Читаю громким, поставленным голосом, акцентирую внимание интонациями на тех местах, где указан адрес проживания Кати, каждый документ – с паузами… Передаю на стол судье.

– Прошу приобщить к материалам дела справку врача-педиатра, которая подтверждает, что Екатерина Платонова и ее сын проживали по адресу, где прописаны ее мать и брат.

Судьи послушно кивают.

– Прошу также приобщить к материалам дела справку «Союзпечати», согласно которой комсомолка Екатерина Платонова была подписана на газеты «Комсомольская правда» и «Магаданский комсомолец». Адрес доставки соответствует адресу, по которому проживают ее мать и брат.

Таким же образом к делу были приобщены ответ из Магаданского ГОВД о том, что в подъезде по тому же адресу Катя П. была ограблена, а в заявлении о преступлении сообщила адрес, где проживает с матерью и братом. За ними последовали еще шесть справок и ответов такого же содержания.

– У вас еще что-то?

– У меня вопрос к ответчикам…

Предъявляю объяснения, добытые Лерником, матери и брату.

– Это ваша подпись? А это – ваша?

В «стане противника» – полная растерянность. Оглашаю объяснение матери: «Моя дочь Катя все эти годы проживала вместе с нами, хотя была прописана у отца на улице Парковой…».

Немая сцена продолжалась, когда оглашалось объяснение брата.

– Вы признаете, что Катя с момента рождения проживала с вами в трехкомнатной квартире по адресу…?

– Да.

– А вы? – я повернулся к брату.

– Подтверждаю.

– У меня еще одно ходатайство. Прошу возбудить уголовное дело на свидетеля Балашова за дачу ложных показаний и взять его под стражу в зале суда.

По действовавшему тогда Гражданско-процессуальному кодексу уголовное дело в гражданском процессе могли возбудить одновременно с принятием решения по существу гражданского иска.

Я знал, что судья – новенькая, неопытная, к тому же и растерялась от неожиданности и напора, но трюк сработал: суд удалился в совещательную комнату.

Все участники процесса высыпали в коридор.

В совещательной комнате, поразмыслив, судья одумалась и минут через пятнадцать возобновила судебные слушания. В ходатайстве о воз- буждении уголовного дела мне было отказано по причине преждевременности его заявления, но цель была достигнута: свидетелей в коридоре к моменту, когда секретарь пригласила участников процесса в кабинет, уже не было.

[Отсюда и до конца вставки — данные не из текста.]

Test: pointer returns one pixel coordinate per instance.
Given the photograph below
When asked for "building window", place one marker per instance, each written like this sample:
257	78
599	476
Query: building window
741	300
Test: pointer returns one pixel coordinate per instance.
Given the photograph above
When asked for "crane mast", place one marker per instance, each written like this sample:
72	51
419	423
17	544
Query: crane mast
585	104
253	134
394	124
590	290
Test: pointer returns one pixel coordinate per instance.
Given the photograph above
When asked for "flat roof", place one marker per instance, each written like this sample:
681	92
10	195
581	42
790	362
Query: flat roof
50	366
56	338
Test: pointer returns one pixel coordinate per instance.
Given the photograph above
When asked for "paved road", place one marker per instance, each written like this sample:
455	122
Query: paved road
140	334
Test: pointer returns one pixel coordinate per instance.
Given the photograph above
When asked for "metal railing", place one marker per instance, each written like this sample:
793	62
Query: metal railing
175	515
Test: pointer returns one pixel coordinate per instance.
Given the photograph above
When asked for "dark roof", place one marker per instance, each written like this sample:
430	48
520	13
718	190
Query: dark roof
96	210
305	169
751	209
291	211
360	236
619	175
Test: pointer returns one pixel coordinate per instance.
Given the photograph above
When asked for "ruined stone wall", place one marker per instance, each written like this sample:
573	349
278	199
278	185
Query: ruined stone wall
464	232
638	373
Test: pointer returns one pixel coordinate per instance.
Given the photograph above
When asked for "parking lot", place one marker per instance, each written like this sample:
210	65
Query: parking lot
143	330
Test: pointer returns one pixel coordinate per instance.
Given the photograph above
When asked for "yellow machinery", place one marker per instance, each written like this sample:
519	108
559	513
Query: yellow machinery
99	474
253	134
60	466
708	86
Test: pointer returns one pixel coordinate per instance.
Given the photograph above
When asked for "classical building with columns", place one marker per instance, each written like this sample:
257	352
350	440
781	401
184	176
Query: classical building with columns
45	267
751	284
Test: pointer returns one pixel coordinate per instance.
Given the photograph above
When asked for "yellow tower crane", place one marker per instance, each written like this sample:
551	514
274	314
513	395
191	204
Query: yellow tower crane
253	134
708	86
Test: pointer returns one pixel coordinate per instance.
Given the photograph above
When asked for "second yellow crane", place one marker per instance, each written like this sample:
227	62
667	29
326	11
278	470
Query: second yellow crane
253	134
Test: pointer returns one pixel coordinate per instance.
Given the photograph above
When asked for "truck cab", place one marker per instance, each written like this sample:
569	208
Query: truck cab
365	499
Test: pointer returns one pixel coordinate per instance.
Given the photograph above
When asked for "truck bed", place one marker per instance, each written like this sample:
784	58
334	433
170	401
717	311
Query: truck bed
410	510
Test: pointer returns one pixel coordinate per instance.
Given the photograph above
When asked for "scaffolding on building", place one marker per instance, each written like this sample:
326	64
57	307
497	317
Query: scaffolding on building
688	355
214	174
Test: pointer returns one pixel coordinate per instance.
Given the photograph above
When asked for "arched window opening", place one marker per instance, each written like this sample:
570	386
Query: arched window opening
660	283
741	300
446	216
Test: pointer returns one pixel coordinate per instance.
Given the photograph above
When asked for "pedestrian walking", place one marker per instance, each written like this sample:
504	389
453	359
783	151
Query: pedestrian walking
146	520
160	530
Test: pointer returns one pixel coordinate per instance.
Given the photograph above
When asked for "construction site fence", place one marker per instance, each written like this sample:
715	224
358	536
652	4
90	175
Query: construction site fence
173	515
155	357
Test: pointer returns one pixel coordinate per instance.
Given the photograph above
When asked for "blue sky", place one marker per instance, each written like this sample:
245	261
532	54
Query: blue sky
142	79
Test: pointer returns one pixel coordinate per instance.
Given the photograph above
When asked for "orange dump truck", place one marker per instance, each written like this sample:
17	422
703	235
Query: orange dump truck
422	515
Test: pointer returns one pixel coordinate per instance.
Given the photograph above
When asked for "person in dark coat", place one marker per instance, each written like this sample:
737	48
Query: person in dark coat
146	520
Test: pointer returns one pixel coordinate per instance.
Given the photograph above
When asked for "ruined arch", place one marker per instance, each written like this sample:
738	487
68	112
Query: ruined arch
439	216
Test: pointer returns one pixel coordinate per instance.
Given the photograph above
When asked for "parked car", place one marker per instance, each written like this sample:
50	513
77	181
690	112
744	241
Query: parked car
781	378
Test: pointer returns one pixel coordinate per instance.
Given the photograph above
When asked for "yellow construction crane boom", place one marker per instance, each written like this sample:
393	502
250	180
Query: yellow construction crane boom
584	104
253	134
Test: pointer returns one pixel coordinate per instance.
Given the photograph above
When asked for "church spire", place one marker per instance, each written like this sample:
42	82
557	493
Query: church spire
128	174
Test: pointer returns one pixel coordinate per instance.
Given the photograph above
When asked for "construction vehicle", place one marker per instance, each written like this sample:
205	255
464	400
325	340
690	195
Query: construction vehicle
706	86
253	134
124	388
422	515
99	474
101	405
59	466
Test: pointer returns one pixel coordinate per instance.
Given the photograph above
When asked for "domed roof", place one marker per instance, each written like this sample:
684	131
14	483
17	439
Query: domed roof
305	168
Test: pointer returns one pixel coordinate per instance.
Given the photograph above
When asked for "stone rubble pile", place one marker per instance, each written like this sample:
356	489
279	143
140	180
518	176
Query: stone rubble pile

Иск Кати Платоновой был удовлетворен.

Коллеги, которые не жаловали адвокатов – бывших ментов, были приятно удивлены, и после этого процесса я почувствовал, что отношение ко мне изменилось к лучшему.

Дело Кати Платоновой «аукнулось» мне через два года, но это была уже другая история. Президиум Коллегии адвокатов по поручению обкома КПСС рассматривал вопрос о моем повторном исключении из Коллегии. В постановлении было записано, что я ухудшил положение доверительницы – Екатерины Платоновой, которая была оштрафована на 10 рублей за нарушение погранично-паспортного режима.